Based on your experience in dealing with Spokane districts, do you feel they were philosphically supportive of General Ed Inclusion for IEP students, or did your family need to fight district administrators to include your daughter into Gen Ed?
Just curious because I've had SOOO many IEP conference battles with the NorthShore School District in my attempts to increase Gen Ed minutes for my son...only to have one of their adminstrators turn to me and say (5 years later): "That simply isn't our district's model."... Unfortunately, those were 5 years of my son's life that he will never get back.
My experience is that in District 81 inclusion is supported, and there is a district push that has not necessarily reached the individual school level.
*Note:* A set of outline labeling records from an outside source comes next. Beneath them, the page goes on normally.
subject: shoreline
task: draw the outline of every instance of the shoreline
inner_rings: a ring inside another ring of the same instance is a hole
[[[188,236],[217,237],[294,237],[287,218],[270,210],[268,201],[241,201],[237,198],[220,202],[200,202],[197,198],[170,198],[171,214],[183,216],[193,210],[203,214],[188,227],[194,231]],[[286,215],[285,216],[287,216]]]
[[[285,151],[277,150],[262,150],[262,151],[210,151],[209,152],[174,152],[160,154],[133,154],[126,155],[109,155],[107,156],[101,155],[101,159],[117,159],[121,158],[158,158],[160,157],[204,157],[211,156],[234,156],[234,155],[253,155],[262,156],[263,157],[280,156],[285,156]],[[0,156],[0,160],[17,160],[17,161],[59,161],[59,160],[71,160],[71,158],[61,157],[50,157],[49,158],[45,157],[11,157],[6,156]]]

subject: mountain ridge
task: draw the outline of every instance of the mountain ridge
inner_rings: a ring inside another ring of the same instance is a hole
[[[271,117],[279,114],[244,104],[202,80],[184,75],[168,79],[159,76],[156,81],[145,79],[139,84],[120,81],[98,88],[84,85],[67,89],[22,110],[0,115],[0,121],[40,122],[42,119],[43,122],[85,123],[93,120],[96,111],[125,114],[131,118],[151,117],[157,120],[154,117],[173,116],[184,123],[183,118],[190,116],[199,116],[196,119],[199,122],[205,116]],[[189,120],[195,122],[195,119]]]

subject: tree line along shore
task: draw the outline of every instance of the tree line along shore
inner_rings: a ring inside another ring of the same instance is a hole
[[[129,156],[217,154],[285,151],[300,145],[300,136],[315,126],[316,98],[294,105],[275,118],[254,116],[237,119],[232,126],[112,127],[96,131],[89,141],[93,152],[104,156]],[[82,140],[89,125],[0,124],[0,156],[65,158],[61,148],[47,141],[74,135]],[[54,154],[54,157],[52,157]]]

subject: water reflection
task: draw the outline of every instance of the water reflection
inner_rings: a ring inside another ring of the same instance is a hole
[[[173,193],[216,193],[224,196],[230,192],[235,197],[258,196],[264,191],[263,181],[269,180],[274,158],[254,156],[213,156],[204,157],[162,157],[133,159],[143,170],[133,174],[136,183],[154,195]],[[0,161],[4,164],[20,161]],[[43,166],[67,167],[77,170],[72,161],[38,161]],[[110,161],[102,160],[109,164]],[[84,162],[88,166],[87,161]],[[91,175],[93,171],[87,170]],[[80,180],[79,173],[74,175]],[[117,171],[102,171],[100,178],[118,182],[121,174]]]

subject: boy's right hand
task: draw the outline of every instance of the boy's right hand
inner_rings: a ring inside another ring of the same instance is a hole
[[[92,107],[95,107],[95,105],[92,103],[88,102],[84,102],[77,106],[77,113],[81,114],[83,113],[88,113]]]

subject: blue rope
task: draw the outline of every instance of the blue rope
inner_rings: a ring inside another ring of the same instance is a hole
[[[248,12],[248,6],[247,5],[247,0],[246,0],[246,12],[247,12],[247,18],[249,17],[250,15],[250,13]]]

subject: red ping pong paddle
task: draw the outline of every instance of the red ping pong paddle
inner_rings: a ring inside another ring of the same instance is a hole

Some schools support the inclusion model much more readily than others. I have heard of some schools that are Title I schools that are huge advocates of inclusion and the push-in model because of inability to reach AYP and a change in philosophy along with additional supports that Title schools can receive. This is not district wide, however. I really think you will have to canvas a multitude of schools to determine which will provide the model you desire.
We are out in Cheney. For my oldest who is now in middle school (adhd and ASD), he did resource rooms in grade school as needed (they tried to keep him in the regular classroom as much as possible. For middle school he is set up where he is in a regular classroom as sort of a blended classroom, they have several kids with IEPs in the room with regular students and they have a second teacher there to assist all kids (so no one feels singled out).
For our middle kiddo who has speech issues on top of severe adhd- he did the blended preschool program then was funneled into the special ed class for kindergarten. That was not working for him (the teachers were wonderful), he was picking up behaviors from other kids and they were distracting him even more. So at the moment we are homeschooling him with help from our district and hopefully in the next year or two he'll be back in at the gradeschool in the regular classroom.
In general, CHeney has been nothing but supportive-- at least for us. The teachers have been very involved and caring, IEPs have been a non-issue as well. The oldest has been thriving in the inclusion program at the middle school.